President Hosni Mubarak is "not at all" considering taking any steps to dissolve the newly elected parliament and call for new elections as some rights groups have been demanding, a presidential source said.
The source, who spoke to Ahram Online on Monday on condition of anonymity, said that Mubarak will not take any such steps unless he finds it legally "unavoidable".
As members of the ruling National Democratic Party (NDP) were celebrating an unprecedented control over parliament today - having swept to an 86 per cent win, based on preliminary results - rights groups were contesting the transparency of elections and making appeals to Mubarak to resolve the incoming parliamentary body.
Despite these calls and allegations of wide-spread vote-rigging, Mubarak is still planning to receive top parliamentary figures early next week and give the traditional go ahead to a new five-year parliamentary term by week's end.
"Plans are unchanged," said another presidential source.
While the final official account of the re-runs should be announced on Tuesday, no more than two dozen opposition figures are expected to have their names on the list of over 500 MPs residing in the 2005-2010 parliament. It is not clear how many of those will actually assume their seats in view of the decision by both the liberal Al-Wafd party and the Muslim Brotherhood to withdraw from the second round of elections, following major complaints of intervention against their candidates in the first round held on 28 November.
Sources in Al-Wafd offered alternative accounts, suggesting that a few of the estimated six-elected-party members would join parliament and risk losing party membership.
"They are coming under pressure from the ruling party and it looks like it is working," said one source. Other sources from Al-Wafd insist that, ultimately, elected members will abide by the political decision of the party to turn its back to a parliament that is all but an exclusive NDP club.

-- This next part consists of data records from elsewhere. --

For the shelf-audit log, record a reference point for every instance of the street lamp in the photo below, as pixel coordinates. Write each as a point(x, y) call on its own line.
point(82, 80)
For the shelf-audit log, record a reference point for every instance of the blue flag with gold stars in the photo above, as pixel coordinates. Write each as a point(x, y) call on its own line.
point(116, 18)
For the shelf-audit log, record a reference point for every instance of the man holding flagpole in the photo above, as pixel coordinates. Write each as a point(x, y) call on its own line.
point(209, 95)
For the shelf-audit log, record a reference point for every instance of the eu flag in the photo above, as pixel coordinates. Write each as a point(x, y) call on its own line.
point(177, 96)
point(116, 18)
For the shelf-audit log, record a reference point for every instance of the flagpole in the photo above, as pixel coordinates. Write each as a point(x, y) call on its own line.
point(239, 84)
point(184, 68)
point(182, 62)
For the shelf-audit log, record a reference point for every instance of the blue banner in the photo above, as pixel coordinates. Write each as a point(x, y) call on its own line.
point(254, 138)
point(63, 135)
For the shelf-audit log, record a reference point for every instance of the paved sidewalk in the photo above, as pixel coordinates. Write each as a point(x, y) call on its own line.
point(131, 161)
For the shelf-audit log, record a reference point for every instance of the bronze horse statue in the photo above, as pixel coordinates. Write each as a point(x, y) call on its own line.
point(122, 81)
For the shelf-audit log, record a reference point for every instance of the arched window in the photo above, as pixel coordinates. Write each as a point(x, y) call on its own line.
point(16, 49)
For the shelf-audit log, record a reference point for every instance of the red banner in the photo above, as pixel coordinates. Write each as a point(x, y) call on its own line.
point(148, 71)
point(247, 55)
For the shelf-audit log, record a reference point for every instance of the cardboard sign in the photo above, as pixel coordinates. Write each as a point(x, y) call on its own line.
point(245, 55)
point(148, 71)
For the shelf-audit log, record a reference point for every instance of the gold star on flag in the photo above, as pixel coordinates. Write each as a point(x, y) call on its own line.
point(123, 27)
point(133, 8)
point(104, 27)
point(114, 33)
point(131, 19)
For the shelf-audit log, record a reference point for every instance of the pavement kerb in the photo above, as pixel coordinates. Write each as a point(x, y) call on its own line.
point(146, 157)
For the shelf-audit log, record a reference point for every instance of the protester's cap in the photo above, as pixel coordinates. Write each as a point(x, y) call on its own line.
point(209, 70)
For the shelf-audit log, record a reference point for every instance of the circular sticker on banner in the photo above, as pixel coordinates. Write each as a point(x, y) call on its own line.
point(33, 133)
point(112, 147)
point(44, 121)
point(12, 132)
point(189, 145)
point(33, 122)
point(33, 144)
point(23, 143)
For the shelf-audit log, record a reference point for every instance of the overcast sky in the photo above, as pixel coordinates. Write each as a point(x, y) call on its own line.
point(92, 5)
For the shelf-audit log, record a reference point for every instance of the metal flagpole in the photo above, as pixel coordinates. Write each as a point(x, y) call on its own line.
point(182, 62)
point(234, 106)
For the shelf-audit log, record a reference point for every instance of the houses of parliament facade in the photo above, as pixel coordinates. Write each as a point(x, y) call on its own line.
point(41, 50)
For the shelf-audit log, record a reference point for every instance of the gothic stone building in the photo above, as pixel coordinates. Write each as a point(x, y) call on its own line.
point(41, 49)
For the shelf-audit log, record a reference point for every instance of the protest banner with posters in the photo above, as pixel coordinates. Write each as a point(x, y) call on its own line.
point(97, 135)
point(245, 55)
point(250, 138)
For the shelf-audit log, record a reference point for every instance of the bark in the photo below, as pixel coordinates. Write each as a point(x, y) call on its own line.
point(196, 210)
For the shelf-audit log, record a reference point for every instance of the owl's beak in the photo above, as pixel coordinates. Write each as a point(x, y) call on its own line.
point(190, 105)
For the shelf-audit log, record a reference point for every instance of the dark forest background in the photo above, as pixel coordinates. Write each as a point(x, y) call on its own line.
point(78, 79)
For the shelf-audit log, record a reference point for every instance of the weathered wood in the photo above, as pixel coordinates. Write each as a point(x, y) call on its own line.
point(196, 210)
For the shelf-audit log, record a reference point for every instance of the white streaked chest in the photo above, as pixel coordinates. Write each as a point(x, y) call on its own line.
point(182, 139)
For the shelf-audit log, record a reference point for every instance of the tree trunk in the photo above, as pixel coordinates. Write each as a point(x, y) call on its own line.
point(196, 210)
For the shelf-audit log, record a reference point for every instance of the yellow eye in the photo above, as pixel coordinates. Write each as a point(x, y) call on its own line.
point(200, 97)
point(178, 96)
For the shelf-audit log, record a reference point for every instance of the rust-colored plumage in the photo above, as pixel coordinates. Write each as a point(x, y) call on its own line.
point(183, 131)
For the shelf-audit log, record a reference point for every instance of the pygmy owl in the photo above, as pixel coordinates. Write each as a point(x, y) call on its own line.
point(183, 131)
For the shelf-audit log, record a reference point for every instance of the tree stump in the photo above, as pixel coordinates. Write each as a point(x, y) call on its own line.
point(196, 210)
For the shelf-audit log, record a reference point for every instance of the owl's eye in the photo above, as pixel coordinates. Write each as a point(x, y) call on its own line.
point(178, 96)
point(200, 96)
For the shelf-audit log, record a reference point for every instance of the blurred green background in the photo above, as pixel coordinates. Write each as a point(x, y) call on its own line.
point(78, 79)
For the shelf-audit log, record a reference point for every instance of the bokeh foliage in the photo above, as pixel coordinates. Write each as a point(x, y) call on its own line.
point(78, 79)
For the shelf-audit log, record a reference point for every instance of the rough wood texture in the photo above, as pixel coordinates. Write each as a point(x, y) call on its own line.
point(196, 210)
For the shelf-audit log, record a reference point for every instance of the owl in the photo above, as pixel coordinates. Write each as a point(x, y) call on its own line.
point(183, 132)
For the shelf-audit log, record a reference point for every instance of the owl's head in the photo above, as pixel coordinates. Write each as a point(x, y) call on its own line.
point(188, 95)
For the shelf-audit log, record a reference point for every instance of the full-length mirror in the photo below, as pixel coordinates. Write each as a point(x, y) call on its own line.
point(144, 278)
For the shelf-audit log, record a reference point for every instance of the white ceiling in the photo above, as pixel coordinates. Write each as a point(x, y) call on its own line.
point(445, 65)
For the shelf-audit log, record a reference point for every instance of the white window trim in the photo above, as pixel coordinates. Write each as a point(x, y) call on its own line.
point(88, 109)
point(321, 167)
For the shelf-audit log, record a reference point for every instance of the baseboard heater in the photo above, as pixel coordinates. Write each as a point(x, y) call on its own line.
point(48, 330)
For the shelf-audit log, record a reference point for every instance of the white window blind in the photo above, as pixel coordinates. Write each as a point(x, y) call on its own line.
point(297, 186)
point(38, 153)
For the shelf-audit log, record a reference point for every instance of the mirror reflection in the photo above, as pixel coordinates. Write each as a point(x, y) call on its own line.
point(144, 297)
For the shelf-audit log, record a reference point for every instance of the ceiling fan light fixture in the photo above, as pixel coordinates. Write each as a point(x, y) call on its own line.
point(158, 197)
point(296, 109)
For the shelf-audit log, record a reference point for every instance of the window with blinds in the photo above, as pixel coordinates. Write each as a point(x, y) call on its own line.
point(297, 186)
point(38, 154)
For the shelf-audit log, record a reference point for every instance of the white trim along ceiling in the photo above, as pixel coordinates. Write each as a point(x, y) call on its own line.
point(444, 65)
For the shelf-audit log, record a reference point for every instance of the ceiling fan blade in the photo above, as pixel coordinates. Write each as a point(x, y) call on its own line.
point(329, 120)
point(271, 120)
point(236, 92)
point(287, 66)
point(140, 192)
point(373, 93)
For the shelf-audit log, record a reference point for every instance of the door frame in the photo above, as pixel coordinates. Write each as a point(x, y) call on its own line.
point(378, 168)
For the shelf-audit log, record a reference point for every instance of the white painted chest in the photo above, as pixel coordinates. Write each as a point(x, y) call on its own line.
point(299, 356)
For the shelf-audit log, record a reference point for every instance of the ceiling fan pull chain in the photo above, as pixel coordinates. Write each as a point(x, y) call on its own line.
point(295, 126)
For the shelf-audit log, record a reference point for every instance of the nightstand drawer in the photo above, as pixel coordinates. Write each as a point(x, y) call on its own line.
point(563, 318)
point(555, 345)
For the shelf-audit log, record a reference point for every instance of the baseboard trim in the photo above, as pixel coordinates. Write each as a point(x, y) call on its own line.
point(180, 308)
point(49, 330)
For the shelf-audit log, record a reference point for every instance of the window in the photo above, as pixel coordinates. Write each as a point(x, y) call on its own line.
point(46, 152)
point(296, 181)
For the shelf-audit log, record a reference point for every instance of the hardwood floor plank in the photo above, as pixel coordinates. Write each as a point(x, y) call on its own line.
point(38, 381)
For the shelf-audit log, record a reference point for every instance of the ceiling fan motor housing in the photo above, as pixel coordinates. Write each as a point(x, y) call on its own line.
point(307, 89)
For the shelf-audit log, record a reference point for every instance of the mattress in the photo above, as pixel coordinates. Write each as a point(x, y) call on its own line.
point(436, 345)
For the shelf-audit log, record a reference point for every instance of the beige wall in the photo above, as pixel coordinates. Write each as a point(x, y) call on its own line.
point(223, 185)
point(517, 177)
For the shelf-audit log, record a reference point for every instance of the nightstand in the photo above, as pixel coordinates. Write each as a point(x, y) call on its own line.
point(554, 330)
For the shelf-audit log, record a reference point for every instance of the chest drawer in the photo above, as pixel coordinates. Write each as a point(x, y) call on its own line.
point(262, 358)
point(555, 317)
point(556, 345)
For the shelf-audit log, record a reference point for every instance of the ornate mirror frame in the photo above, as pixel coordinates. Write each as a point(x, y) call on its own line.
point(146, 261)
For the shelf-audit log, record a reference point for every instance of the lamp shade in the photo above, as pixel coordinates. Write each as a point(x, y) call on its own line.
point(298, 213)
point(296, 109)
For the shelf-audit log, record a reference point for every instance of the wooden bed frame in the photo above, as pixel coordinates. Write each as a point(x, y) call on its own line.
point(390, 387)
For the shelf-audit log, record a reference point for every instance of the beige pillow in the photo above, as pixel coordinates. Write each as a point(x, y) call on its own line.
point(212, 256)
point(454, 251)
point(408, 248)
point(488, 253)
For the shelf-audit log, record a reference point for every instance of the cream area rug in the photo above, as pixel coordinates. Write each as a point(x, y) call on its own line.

Wahid Abdel-Meguid, a political scientist affiliated with Al-Wafd, asserts that the parliament Mubarak will address in a few days is "hardly different" from the outgoing parliament, in which opposition controlled over one-fifth of its seats, considering the continued NDP control of the majority seats both in the outgoing and incoming parliament.
"There is a change in numbers; true, there are few chairs going to the opposition in view of the [almost] full exclusion of the Muslim Brotherhood," said Abdel-Meguid. However, he added, when it comes to assessing the "quality of performance of parliament then one should not expect a big difference".
The NDP, noted Abdel-Meguid, had a two-third majority in the out-going parliament and "by virtue of this majority which is still less flagrant than the current situation, the NDP passed only those bills it wanted to pass and it blocked all that it did not want to pass."
For Abdel-Meguid, the political reality Egypt woke up to on Monday is hardly different from the one it slept to on 27 November –the eve of the first round of elections. Namely, a dominating NDP which will only grow in dominance, a weak and unassembled secular opposition which now faces internal schisms and a popular Muslim Brotherhood that "has been systematically subjected to government" constraining measures.
In Hamdi Hassan's view, a Muslim Brotherhood member and 2005 MP, the account goes slightly further. He adds another piece to the picture painted by Abdel-Meguid. Hassan paints an Egyptian population that is caught either by total apathy "in view of the control exercised by the NDP over parliament after the [aggressive intervention] in elections" or by total frustration and anger.
Hassan stresses that for the most part, Egyptians "would turn their back on this parliament". This, he adds, is not a small thing "as the NDP might like to think," but rather: "This is the indication of a serious political crisis on the eve of presidential elections."
According to Hassan the many question marks raised over the new parliament would be passed almost automatically to the next president.
The next presidential elections are scheduled to be held next autumn. In the possible absence of Al-Wafd Party from the new Parliament, the party would lack the constitutional right to nominate a presidential candidate.
And in view of the many constraints imposed on the candidacy of independents, it seems that the NDP candidate would be running almost unopposed.
The NDP has thus far declined to make a firm announcement on its possible candidate for the next elections. The latest statements coming from NDP figures have suggested that President Mubarak, who will be 83 by the time, is still planning to run.